It is generally acknowledged that the survey of research and development spending at colleges and universities is a successful data collection program. NSF points with pride to the fact that the response rate from academia has historically been about 95 percent, and it is usually 100 percent for the FFRDCs (see Table 6-1). However, the high unit response rate is tempered by bothersome high item nonresponse rates for some data items. Both the small unit nonresponse and the higher item nonresponse are masked by the fact that NSF imputes values when there is no response. The validity of the imputation methods is open to question.
The survey has impressive depth of coverage: it covers all institutions with doctoral programs in science and engineering (S&E) fields or at least $150,000 in separately budgeted R&D activity, meaning that it is a virtual census of all research and development spending at colleges and universities. These institutions have traditionally expended more than 95 percent of U.S. academic R&D funds. In addition, the survey population includes all FFRDCs that are academically administered and engaged in basic or applied research, development, or management of R&D activities. Also, all historically black colleges and universities (HBCUs) that perform any separately budgeted R&D in S&E are included.
The development of the frame for the survey of colleges and universities is a very complicated undertaking, with the possibility of generating coverage error (see Box 6-1). The application of the dollar limit to identify universities and colleges that conduct R&D could be a problem in that, if the frame fails to identify an academic institution with at least $150,000 in separately budgeted R&D, there would be a gap. The HBCUs are well identified so do not pose any coverage loss. Similarly, FFRDCs are well known. The doctorate-granting universities are well known. So it is the application of the dollar limit that could pose problems. NSF describes the only other gap as the four 2-year degree-granting institutions that accounted for less than 0.01 of the total R&D expenditures. The issues raised with this frame also affect the Survey of Science and Engineering Research Facilities, which uses this frame as its universe.

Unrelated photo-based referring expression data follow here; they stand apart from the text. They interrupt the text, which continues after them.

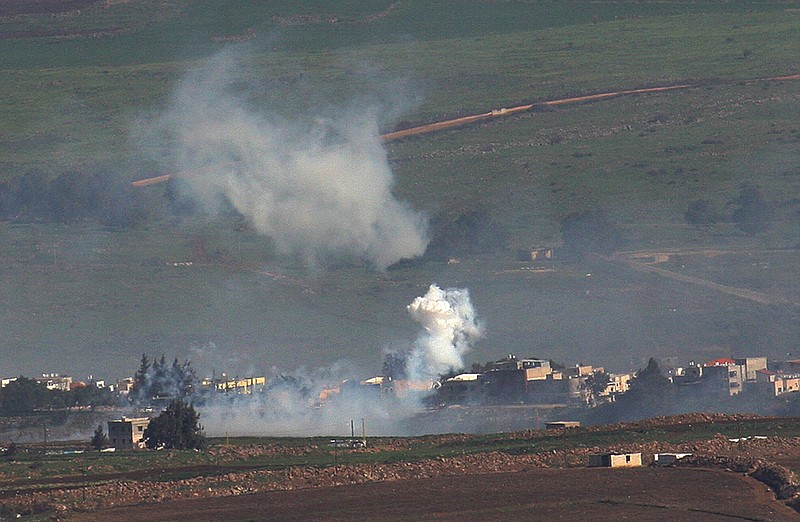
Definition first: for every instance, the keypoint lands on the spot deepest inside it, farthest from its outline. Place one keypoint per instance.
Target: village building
(750, 365)
(668, 459)
(557, 425)
(465, 388)
(127, 433)
(54, 381)
(615, 460)
(775, 384)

While there are other sources of information on the extent and direction of R&D activity at colleges and universities, including the NSF sister surveys of science and engineering graduate students and postdoctorate students, there is no survey that provides such a long-term (annually since 1972) view of science and engineering activity at the nation’s academic institutions. The historical continuity of the data is often considered to be a particular strength of this data collection, in view of the fact that the results of this survey are often blended with the results of the federal funds and
TABLE 6-1 Changes in Sampling and Coverage of the Academic Survey
industry surveys into a time series to portray the totality of and trends in R&D activity. However, although the survey is often presented as a continuous time series since 1972, when the survey became an annual collection after the initial four biennial collections, in reality the series has been subject to several perturbations (see Box 6-2).
In fiscal year (FY) 1978, a different population was sampled and different questions were asked, so data are not comparable for that year.

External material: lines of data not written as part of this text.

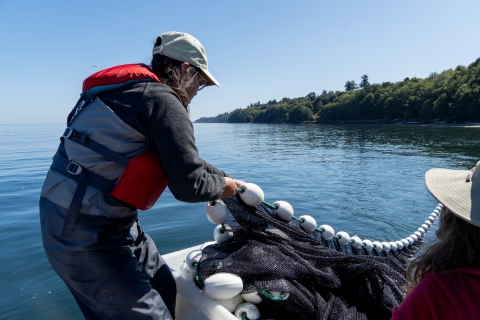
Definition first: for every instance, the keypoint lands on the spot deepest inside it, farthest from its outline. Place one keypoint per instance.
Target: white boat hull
(192, 304)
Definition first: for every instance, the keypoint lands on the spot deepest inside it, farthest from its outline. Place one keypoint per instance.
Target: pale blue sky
(257, 50)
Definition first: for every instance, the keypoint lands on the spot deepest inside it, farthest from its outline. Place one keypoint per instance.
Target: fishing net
(317, 279)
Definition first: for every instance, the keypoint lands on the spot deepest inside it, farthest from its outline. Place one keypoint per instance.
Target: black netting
(321, 281)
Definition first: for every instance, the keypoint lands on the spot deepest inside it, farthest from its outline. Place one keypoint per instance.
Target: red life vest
(144, 179)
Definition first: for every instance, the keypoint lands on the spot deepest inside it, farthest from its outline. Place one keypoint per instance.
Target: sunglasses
(202, 83)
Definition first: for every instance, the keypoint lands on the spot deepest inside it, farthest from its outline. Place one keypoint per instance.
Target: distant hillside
(451, 96)
(220, 118)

Survey design has also shifted over time:
After 1993, the sample was truncated to include all doctorate-granting institutions but only a partial sample of nondoctorate-granting institutions.
Significantly, current year and recent years’ data are only provisional. As described by NSF, when the review of data for prior years reveals discrepancies, the prior years’ data are sometimes modified.
Prior to 1997, there was potential double-counting of R&D spending because funds that were passed through the universities to subrecipients were not broken out from the funds that were actually spent at the institution. This problem was addressed in years subsequent to 1998 when questions were added to the survey to identify “passed through R&D expenditures to subrecipients.” Now, a new problem is posed for the survey, in that the level of the series adjusted for double-counting is higher than the level of the series without double-counting.
The frame for the survey is developed from a variety of sources. Not all academic institutions are included, so a procedure has been developed for the NSF-National Institutes of Health Survey of Graduate Students and Postdoctorates in Science and Engineering (graduate student survey) and the NSF Survey of zFederal Science and Engineering Support to Universities, Colleges and Nonprofit Institutions populations. Institutions with a highest degree-granting status of 1 (doctorate-granting) are compared to make sure all S&E doctoral degree-granting institutions are included in the academic R&D expenditures survey population. This task is done annually. Sources consulted are the Higher Education Directory and direct contact with universities. NSF maintains a list of all FFRDCs. The Department of Education maintains a list of all HBCUs.
Each S&E doctoral degree-granting institution, FFRDC, and HBCU that reported zero expenditures in the previous fiscal year is contacted to find out if it has expenditures data to report for the current year. If there are expenditures to report, a survey packet is sent. If the institution says it has zero expenditures, a zero is entered for that institution. If the institution says zero but the federal R&D obligations data suggest otherwise, this discrepancy is discussed with the institution, and an attempt is made to obtain actual expenditures.
S&E master’s and bachelor’s degree-granting institutions that reported $150,000 or more in S&E R&D expenditures in the previous fiscal year are surveyed again. To determine which other institutions should be included in the current FY survey, ORC Macro creates a list of all other S&E master’s and bachelors’ degree-granting institutions in the academic R&D expenditures survey universe that received federal obligations during any cycle from the previous 5 years. Institutions are included in the current cycle if they either: reported cumulative expenditures for the last three full population surveys of $250,000 or more or were reported by federal agencies to have cumulative obligations of more than $400,000 for the fiscal year plus the 4 previous years.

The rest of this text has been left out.